Какие-то тени проступали в камере, одна стена которой была подобна широкой двери в сторону стеклянного помещения, на этих тенях жестко скрипели ремни, а безликие лица были учтивы, добры, изъявляли дозволенную законом расположенность к нему перед последними минутами его жизни. Они, тени, что-то ненадоедливо делали по углам, несуетливо ждали. Кто-то спросил спокойным белым голосом, желает ли он выкурить сигарету, и он весь встрепенулся, окончательно сознавая, что вот оно, прощальное удовольствие на земле, что ему (ведь еще в детстве читал и знал про это!) разрешают исполнить последнее желание приговоренного к казни. Он понимал всю бессмысленность того, что ему предлагали, понимал — все, что он должен сделать или не сделать, ничто не имело значения — и сказал тупо, еле шевеля коснеющим языком: «Да». Ему подали зажженную сигарету, приторно-терпкий дым одурманил его, и мгновенно закружилась голова. Стеклянный зал, стены, темное сооружение с косым ножом вверху, приготовленным для него орудием смерти, поплыли в белесом туманце, и слабость облила липкой испариной.

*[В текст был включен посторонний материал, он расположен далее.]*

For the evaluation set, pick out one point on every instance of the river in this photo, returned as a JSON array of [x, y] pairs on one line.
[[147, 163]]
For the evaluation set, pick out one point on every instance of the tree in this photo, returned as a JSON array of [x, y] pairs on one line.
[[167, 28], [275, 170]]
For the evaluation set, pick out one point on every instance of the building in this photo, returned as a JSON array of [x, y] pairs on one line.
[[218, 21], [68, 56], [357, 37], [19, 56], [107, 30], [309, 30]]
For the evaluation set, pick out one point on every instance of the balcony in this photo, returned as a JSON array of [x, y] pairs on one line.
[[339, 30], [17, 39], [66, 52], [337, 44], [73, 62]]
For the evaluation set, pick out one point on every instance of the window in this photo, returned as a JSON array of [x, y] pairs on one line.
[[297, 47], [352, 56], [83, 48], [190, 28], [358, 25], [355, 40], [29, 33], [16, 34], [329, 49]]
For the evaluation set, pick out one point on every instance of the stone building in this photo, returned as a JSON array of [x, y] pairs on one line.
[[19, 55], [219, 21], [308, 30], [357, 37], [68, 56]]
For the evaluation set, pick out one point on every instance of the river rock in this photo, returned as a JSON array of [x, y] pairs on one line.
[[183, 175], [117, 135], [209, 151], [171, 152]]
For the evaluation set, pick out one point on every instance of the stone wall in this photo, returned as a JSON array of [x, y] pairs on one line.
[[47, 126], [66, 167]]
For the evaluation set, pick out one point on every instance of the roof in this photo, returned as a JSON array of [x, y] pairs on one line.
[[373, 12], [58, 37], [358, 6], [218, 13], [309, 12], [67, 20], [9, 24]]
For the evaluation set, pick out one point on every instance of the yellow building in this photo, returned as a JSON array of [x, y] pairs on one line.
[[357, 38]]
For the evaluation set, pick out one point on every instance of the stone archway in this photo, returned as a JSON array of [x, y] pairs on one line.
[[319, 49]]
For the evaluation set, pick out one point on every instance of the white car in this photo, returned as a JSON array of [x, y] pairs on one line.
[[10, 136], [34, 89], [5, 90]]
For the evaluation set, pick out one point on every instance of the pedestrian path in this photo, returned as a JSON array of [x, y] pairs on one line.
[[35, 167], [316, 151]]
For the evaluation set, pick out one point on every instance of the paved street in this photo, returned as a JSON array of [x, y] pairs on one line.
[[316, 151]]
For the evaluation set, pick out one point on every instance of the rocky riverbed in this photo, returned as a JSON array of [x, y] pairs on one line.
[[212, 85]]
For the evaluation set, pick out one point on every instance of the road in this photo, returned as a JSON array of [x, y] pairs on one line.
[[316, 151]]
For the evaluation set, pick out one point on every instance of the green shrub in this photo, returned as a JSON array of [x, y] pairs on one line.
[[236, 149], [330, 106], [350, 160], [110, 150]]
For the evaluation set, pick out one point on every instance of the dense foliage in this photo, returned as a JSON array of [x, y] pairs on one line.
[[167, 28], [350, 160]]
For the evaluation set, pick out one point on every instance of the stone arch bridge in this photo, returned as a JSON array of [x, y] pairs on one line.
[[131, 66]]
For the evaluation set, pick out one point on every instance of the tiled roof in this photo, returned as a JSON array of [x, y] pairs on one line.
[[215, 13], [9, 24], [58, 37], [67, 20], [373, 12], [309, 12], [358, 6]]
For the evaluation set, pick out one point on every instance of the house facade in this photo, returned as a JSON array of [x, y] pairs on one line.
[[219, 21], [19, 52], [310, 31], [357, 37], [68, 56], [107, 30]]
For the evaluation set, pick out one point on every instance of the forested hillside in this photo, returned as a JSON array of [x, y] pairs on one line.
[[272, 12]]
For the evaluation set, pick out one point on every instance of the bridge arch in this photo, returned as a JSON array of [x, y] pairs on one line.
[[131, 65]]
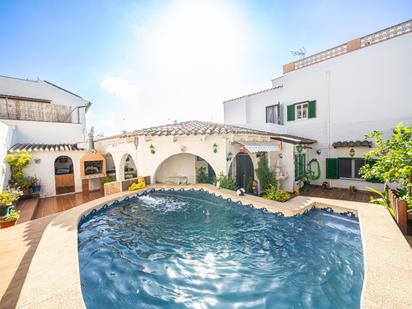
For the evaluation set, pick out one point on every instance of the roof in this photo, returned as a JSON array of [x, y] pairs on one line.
[[254, 93], [44, 147], [196, 127], [261, 146], [352, 144], [293, 139]]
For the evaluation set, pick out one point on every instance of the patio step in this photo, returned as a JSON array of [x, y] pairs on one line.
[[27, 209]]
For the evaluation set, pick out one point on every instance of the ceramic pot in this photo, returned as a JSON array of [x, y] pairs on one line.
[[6, 224]]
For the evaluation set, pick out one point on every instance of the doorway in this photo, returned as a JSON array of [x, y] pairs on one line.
[[63, 175], [244, 170]]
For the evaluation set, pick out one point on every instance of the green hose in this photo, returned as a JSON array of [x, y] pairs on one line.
[[312, 173]]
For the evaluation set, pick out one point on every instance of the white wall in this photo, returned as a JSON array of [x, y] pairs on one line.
[[46, 132], [356, 93], [6, 136], [183, 164], [44, 169], [38, 89]]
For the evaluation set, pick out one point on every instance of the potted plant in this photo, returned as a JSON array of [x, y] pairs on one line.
[[8, 200], [35, 185], [18, 161], [10, 219]]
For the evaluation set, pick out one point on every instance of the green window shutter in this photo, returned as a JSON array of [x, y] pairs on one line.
[[291, 112], [373, 179], [312, 109], [332, 168]]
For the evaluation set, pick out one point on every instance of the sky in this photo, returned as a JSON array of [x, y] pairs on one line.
[[146, 63]]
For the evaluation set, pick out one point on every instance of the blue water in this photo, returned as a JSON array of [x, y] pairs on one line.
[[194, 250]]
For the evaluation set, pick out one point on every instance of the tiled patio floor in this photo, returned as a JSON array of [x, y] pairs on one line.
[[52, 205], [337, 193]]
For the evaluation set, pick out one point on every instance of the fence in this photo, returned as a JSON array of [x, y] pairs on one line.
[[14, 109], [400, 209]]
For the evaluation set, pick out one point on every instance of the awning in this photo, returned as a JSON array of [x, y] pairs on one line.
[[44, 147], [261, 146]]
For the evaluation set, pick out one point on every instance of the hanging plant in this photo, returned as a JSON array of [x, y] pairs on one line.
[[215, 148], [299, 148]]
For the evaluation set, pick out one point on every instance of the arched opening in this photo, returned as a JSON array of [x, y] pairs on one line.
[[63, 175], [241, 170], [129, 167], [184, 168], [110, 166]]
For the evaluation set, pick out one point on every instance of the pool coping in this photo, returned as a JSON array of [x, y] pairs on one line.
[[53, 278]]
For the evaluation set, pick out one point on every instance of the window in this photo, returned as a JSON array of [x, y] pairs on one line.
[[300, 165], [273, 114], [301, 111], [349, 167]]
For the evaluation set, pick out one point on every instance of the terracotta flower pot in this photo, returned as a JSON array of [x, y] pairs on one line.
[[6, 224]]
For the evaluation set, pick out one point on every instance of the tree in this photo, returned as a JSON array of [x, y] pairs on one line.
[[391, 159], [264, 174]]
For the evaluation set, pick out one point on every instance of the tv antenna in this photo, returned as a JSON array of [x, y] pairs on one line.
[[301, 52]]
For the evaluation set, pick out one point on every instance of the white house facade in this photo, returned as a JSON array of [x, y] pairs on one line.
[[336, 97], [49, 122]]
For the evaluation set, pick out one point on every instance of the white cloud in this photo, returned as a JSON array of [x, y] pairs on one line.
[[122, 88]]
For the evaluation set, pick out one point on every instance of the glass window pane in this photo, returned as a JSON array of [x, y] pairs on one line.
[[358, 164], [345, 168]]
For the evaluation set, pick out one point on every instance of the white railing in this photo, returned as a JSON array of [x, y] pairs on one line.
[[327, 54], [387, 33], [367, 40]]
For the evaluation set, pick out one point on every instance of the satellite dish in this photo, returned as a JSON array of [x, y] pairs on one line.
[[301, 52]]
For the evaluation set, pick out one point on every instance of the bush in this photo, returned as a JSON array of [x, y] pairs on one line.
[[18, 162], [277, 195], [266, 176], [201, 175], [226, 182]]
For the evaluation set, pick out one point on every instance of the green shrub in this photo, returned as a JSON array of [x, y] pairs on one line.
[[277, 195], [18, 162], [226, 182], [201, 175], [264, 174]]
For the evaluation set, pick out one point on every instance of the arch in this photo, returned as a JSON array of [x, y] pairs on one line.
[[184, 168], [127, 167], [64, 175], [110, 165], [242, 169]]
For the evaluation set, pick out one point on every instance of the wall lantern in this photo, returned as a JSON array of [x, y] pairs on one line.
[[214, 148], [136, 141]]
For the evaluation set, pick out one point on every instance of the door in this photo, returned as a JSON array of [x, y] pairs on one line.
[[244, 169]]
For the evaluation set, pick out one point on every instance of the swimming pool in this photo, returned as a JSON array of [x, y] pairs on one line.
[[194, 250]]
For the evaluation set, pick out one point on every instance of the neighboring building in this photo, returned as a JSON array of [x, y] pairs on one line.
[[49, 122], [335, 97]]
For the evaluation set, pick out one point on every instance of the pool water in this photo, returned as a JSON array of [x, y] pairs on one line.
[[195, 250]]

Он тяжело одурел, едва не потерял сознание, опершись грудью и руками на какой-то стол, вокруг которого двигалось и кружилось смутное, белое. И в этом белом не исчезали, присутствовали безмолвные тени, одна из них неощутимо вынула из его рта сигарету, вкус и запах табака исчезли, стало легче, белое рассеивалось в камере, и опять ласковая тень вкрадчиво спросила его, не желает ли он стакан красного вина, и если желает, то пить следует медленно, иначе не будет удовольствия… Испытав тяжелый дурман сигареты, он хотел отказаться от стакана вина («Почему стакан, а не бокал?»): в одурении сигаретным дымом был ядовито-приторный порочный привкус наркотика, этот наркотический привкус мог быть и у красного вина, которое он не любил в другой, свободной жизни. Но глоток теплой красной жидкости из стакана, незаметно поднесенного, вложенного в его руки неотступающей тенью, влился в горло вяжущей густотой и имел цвет человеческой крови, он поморщился, почувствовав ее солоноватый вкус и вместе хмельную приятность когда-то испробованного во Франции сухого красного вина.
«Чьей силе я подчиняюсь, почему я соглашаюсь с ними? И почему на тенях надеты ремни?.. Кто меня заставляет? Меня никто не насилует, не настаивает. Ведь ничто уже не имеет смысла, через несколько минут меня не станет».
Странно было и то, что он не ответил отказом, возмущением, криком, когда бесплотный голос нежно спросил его, желает ли он увидеть женщину, и тотчас возникла в камере тонкая сильная фигура женщины. Она вошла вся в прозрачном, волнисто покачивая бедрами, а когда приблизилась той же покачивающейся спутанной походкой, сквозь бесстыдное одеяние молодо, доступно и грешно обозначились крупные литые груди с коричневыми сосками, изгиб стана, живот, стройные ноги.